Report puts numbers behind Downtown Baltimore's tech growth - Baltimore


Nov. 16, 2017 11:41 am

Report puts numbers behind Downtown Baltimore’s tech growth

Tech jobs grew 27 percent over five years between 2010-2015, according to the Downtown Partnership of Baltimore's Core Tech report.
Speaking on the State of Downtown Tech.

Speaking on the State of Downtown Tech.

(Photo by Stephen Babcock)

The city’s dense central business district is known as a place for financial, law firms and other larger firms. As we’ve reported, it’s also becoming a hub for young, tech-focused companies with coworking spaces and other offices appearing in recent years.

The Downtown Partnership of Baltimore sought to put numbers to this growth with a new report, and found that about 1,700 jobs were added in the area in a five-year period.

Core Tech: The State of Downtown Baltimore Tech and Innovation looked at data for ZIP codes including 21201 and 21202. Along with the central Inner Harbor and area just to the north with all of the tall buildings, this also encompasses Federal Hill, Mt.

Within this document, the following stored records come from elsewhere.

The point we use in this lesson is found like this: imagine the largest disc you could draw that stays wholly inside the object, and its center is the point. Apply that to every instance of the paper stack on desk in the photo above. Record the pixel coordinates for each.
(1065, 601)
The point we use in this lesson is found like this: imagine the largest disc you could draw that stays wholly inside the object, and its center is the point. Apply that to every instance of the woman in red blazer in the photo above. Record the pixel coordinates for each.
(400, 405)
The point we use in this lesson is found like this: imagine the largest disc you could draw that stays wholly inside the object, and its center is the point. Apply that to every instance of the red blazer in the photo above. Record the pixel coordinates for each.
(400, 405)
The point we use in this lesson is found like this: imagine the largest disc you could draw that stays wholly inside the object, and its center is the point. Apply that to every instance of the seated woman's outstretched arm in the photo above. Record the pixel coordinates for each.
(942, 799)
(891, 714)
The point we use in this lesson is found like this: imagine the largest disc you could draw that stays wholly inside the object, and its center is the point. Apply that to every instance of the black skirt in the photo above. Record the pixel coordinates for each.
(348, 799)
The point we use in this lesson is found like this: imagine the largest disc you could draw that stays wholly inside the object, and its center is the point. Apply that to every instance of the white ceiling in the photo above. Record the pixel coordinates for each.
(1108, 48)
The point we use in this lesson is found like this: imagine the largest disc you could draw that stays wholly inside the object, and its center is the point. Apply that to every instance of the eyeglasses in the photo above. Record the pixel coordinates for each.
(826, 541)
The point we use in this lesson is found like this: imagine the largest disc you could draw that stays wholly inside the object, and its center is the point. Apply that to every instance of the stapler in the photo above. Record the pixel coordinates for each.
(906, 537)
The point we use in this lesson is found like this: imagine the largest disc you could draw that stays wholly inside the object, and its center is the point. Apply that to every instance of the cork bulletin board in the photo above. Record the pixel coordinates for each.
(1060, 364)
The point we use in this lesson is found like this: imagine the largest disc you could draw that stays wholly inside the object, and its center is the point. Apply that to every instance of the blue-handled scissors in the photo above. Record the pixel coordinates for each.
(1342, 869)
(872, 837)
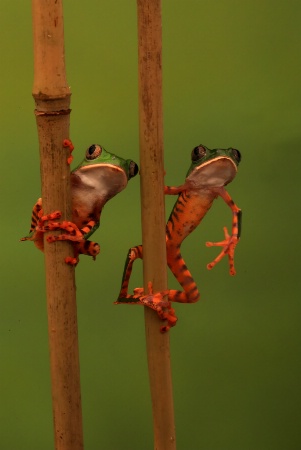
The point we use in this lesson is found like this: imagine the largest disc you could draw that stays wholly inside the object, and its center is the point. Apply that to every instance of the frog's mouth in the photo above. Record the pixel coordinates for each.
(217, 172)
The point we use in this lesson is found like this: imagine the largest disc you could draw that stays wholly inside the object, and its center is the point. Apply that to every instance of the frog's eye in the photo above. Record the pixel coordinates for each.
(133, 169)
(93, 151)
(198, 153)
(236, 155)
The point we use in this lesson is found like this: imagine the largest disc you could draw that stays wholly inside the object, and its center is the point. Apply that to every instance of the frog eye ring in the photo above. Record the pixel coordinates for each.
(93, 152)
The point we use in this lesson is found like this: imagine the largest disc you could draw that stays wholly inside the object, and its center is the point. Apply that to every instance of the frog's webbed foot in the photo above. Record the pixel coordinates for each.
(74, 234)
(154, 301)
(228, 244)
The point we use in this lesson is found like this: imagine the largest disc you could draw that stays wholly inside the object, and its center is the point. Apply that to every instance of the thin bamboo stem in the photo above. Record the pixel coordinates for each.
(153, 215)
(52, 100)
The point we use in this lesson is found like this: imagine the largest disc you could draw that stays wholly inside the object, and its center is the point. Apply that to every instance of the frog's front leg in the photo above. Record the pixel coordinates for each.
(230, 241)
(74, 234)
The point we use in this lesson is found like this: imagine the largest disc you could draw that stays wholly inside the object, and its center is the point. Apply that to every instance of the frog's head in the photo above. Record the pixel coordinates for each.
(212, 168)
(104, 172)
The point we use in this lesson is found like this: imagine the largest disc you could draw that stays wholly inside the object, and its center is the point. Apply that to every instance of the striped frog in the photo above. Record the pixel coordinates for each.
(209, 172)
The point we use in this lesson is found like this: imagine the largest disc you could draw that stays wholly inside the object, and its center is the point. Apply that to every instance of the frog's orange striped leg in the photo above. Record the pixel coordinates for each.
(36, 214)
(230, 242)
(154, 301)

Vernon, Harbor East and the area on the west side of downtown that includes a section of the University of Maryland Baltimore campus. This is the area DPOB is calling “Core Tech.”

“While much is known about the tech economy across Downtown Baltimore neighborhoods, particularly along the waterfront, less is known about the impact these businesses have in Downtown’s traditional business district in-and-around Charles Center,” the report states.

The report found that the area’s tech community generates:

  • $830 million in annual compensation.
  • $1.8 billion in annual output.
  • $238 million in property and income taxes to the city in 2015.

The report also looked at the tech industry’s role in creating jobs, which reflected growth. Over a five-year period from 2010-2015, the 1,713 jobs added represented a 27 percent increase. It outpaced overall job growth for the city and the national average. In terms of wages, tech workers earn 26 percent more than average downtown workers.

Overall, there are 8,147 “Core Tech” jobs in the area, the report states. While that’s a contribution, it’s a part of the whole. The report states the tech and innovation economy accounts for 7 percent of the jobs in the area.

Read the report

The report was the first of its kind for the Downtown Partnership, a nonprofit that offers a range of community services in the area.

The org also offers grants to tech companies who relocate to the area through its TechConnect program. David Carberry moved his geotargeting advertising firm Enradius to Mt. Vernon after receiving one of the grants.


“We started from my house in Howard County, and we were just working in a one-room office that was attached to the house,” Carberry said at a Wednesday night panel discussion above EMP Collective that was held at an event to release the report. We reached out to Downtown Partnership and said ‘Is there an opportunity to come downtown?'”

One such hub is Spark Baltimore, the coworking space in Power Plant Live which has been adding offices as recently as the last week.

Among the entrepreneurs working there is Shelonda Stokes. She is the founder of greiBO Entertainment, which works with Under Armour, Baltimore’s African American Festival and Visit Baltimore, among other work.

“For me technology was that thing that could level the playing field,” she said.

The interest in growing the tech community has been evident to Deb Tillett, the president of city-backed incubator ETC Baltimore.

“I started in 2012. We were the only game in town. Business incubator, coworking, and we launched the first accelerator,” she said. At the end of this year, she said, there will be 17 other organizations focused on helping startups, and not all are located downtown. “That is good news for you, and good news for the city,” she told entrepreneurs gathered.

While technology enables businesses to operate anywhere, the report’s approach shows another reality that technologists still benefit from locating in dense areas where they are close to other entrepreneurs and businesses.

In fact, the place itself is becoming part of the pitch. When she is preparing with entrepreneurs to seek funding, Tillett said she asks three questions: “Why you? Why now? Why Baltimore?”

“You have all the tech talent you need right here. You are one degree of separation from anyone you need to know in the city,” she said.

And for Joey Price of JumpStart:HR, who is also based out of Spark Baltimore, the downtown area’s walkable environment and proximity to amenities offers a compelling point to attract talent. “Ride the wave of the city,” he said.